Over the last few decades, public policy concerns have motivated a substantial body of research on Americans’ preparedness for retirement. Although it remains an actively debated topic, most of the studies conclude that retirees will need between 70% and 90% of their working income to maintain their living standard in their postretirement years. This metric is known as the income replacement ratio (IRR).

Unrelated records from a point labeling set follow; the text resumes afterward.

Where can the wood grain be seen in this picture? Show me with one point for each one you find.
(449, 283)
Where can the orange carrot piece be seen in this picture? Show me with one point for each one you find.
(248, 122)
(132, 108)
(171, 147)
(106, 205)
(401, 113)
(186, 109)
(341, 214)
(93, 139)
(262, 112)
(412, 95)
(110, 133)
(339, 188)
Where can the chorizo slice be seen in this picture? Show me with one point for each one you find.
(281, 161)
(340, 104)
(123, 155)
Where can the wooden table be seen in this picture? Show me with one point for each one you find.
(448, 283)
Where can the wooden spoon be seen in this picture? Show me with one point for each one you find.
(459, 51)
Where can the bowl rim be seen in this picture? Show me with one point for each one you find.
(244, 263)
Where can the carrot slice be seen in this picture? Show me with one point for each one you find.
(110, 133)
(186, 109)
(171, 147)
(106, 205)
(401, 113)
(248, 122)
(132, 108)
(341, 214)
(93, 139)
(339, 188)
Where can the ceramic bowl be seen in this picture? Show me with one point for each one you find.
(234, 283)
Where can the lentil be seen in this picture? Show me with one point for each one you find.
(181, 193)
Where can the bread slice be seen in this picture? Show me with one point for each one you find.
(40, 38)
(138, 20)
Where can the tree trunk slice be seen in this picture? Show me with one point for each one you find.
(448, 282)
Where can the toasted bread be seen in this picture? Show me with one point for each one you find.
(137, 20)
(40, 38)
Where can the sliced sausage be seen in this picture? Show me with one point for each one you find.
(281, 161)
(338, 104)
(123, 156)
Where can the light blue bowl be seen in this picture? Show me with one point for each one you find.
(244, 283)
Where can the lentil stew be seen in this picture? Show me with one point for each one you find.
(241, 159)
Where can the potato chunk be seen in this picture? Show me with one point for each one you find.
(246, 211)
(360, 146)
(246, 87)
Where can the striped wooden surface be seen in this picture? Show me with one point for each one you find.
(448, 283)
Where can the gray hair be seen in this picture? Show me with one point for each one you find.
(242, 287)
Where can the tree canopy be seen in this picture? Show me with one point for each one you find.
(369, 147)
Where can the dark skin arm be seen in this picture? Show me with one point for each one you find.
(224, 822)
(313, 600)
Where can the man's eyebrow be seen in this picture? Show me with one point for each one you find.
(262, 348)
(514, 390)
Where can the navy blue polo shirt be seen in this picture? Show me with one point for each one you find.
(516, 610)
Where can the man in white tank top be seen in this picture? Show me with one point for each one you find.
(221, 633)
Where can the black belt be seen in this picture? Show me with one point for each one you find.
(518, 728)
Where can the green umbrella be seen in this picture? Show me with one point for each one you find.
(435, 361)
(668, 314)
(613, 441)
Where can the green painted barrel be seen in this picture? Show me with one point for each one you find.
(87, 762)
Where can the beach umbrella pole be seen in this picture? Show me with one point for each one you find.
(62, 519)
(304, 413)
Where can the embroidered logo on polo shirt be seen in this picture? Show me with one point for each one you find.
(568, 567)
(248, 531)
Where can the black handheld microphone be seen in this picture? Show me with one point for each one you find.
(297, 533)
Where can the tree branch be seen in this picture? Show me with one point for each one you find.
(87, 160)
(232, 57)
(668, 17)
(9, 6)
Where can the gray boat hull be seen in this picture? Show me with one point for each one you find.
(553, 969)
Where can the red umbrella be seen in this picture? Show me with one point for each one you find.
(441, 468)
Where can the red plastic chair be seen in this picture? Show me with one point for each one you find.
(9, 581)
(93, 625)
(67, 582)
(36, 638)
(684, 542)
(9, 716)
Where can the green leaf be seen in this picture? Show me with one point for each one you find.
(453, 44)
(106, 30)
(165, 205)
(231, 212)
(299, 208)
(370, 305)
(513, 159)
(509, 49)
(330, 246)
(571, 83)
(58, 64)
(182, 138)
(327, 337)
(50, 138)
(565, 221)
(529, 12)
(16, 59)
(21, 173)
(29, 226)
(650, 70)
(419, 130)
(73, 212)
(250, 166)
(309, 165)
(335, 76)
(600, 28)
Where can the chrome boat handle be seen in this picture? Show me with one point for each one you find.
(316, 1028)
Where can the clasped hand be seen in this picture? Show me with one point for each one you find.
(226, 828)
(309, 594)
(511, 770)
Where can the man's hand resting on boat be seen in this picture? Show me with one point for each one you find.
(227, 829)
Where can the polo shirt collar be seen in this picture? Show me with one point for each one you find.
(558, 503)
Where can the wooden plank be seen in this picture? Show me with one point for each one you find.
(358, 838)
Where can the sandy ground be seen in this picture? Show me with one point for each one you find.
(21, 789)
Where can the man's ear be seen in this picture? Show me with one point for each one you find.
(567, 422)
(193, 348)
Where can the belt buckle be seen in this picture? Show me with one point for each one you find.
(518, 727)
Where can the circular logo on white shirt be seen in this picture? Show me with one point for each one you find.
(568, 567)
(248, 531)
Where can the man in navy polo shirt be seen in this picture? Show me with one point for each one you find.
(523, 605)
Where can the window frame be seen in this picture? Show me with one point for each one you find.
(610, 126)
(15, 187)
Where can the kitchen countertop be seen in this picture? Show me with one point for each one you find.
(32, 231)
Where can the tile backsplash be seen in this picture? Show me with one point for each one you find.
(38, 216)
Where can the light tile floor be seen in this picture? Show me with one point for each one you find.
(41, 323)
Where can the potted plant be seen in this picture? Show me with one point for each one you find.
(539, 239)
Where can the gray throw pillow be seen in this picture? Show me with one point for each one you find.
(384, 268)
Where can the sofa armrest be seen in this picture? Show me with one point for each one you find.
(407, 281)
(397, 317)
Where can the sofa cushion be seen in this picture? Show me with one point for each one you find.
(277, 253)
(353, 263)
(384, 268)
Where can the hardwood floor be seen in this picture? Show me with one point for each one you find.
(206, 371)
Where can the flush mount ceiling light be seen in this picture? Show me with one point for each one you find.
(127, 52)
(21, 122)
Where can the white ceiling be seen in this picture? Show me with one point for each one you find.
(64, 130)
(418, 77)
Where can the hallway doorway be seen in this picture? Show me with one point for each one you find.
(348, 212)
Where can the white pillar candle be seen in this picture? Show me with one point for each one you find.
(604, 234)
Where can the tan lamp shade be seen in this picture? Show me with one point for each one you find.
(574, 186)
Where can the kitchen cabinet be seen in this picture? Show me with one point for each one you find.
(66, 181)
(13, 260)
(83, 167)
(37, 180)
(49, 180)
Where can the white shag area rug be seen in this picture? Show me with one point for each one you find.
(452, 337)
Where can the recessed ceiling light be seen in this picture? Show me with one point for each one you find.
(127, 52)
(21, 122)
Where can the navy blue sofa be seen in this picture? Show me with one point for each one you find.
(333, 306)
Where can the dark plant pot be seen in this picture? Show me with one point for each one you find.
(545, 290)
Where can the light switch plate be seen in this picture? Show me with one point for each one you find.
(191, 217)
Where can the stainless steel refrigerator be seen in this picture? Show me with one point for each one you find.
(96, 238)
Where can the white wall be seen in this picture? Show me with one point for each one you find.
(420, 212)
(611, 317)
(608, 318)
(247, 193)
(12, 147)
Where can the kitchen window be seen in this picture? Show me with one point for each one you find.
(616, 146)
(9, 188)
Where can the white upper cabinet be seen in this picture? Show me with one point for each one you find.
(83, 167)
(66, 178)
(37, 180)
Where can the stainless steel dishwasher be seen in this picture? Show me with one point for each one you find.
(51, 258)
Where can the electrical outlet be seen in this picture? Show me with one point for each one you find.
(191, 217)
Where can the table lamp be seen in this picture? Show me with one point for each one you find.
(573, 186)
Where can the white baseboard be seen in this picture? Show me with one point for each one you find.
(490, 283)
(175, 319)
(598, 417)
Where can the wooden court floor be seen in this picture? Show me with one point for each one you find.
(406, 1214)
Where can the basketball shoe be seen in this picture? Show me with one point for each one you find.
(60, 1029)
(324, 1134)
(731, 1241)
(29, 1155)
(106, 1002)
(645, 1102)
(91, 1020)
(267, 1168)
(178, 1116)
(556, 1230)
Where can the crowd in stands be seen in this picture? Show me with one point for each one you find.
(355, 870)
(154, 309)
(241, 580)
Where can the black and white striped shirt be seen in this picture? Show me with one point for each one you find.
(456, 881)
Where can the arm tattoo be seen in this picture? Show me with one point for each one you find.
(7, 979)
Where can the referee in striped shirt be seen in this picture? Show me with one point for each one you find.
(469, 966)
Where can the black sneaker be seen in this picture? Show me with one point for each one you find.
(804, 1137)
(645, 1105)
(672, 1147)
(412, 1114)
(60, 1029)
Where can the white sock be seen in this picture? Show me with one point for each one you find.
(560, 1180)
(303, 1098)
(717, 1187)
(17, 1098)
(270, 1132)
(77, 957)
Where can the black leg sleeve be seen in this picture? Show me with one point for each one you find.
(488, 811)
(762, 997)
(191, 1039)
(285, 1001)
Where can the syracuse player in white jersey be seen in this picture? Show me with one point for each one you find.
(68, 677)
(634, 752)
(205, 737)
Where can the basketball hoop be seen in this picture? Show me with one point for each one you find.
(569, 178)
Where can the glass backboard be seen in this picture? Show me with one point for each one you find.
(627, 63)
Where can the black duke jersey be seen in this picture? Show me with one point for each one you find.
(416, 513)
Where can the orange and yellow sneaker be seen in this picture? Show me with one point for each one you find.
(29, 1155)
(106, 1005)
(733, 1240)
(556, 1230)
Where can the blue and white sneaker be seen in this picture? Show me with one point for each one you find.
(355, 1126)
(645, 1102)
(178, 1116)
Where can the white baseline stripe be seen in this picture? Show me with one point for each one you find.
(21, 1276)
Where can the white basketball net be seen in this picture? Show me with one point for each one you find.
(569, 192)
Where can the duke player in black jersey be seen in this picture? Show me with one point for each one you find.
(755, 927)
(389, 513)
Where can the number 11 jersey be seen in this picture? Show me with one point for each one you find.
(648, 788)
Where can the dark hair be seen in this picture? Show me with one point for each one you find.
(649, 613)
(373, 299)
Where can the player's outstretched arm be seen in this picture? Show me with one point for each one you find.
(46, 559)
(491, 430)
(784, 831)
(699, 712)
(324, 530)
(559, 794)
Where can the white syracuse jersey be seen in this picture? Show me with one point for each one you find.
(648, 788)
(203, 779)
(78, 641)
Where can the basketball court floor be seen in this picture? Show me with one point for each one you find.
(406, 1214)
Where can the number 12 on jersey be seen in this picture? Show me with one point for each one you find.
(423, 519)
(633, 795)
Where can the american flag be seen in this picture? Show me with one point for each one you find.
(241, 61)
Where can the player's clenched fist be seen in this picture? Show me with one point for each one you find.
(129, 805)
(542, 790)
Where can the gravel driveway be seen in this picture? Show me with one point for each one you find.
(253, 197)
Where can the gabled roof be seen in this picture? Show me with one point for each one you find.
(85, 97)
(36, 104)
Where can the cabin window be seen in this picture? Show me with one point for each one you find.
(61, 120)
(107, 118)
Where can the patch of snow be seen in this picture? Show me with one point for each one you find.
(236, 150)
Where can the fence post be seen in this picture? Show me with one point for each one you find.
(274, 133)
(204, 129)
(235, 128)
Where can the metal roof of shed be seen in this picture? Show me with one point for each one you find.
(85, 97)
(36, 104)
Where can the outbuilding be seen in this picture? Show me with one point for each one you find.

In last week’s article, I explained how recommended replacement rates vary significantly depending upon the assumptions we make about taxes in retirement. Higher taxes dictate a higher IRR and vice versa. This week we examine the second key variable in estimating retirement income needs---spending. Most retirement experts assume that while spending patterns change for those transitioning from work to retirement, spending levels remain fairly stable. The expectation is that employment related expenses such as business clothing and transportation costs that disappear will be offset by increased spending for leisure related expenses such as travel and entertainment.
Most middle-income and affluent Americans have become accustomed to a high standard of living and could easily reduce discretionary spending without materially affecting their well-being. The premise that retirees will spend the same as they did when they were working, however, may not stand up to scrutiny.
Retirement means more free time and for active seniors that usually means spending more money for travel, entertainment and recreation. While these lifestyle expenses are discretionary and can be adjusted to fit a person’s budget if necessary, it is naïve to think that someone who has the money to enjoy these activities with family and friends would not do so.
Healthcare expenses are not discretionary and have become the wild card in retirement planning. While on the job, most employees pay only a portion of their medical insurance premiums with employers subsidizing the balance. Upon exiting the workforce households are largely on their own, leading sensible consumers to budget an ever increasing portion of their income for health care costs in their postretirement years. These increases will likely manifest themselves in several ways. First, as we age we require more medical care, including expensive dental procedures that in most cases will be uninsured. Second, Medicare, our nation’s largest social program faces an enormous financing shortfall that will need to be addressed in fundamental ways. Shifting more of the burden onto retirees through increased cost sharing and higher premiums especially for wealthier beneficiaries is a likely scenario. Medicare supplemental policies like Medigap or Medicare Advantage are essential to help pay for those expenses that Medicare does not cover. Premiums for these types of policies have followed the general trend of health care costs rising at nearly twice the rate of inflation over the last 15 years.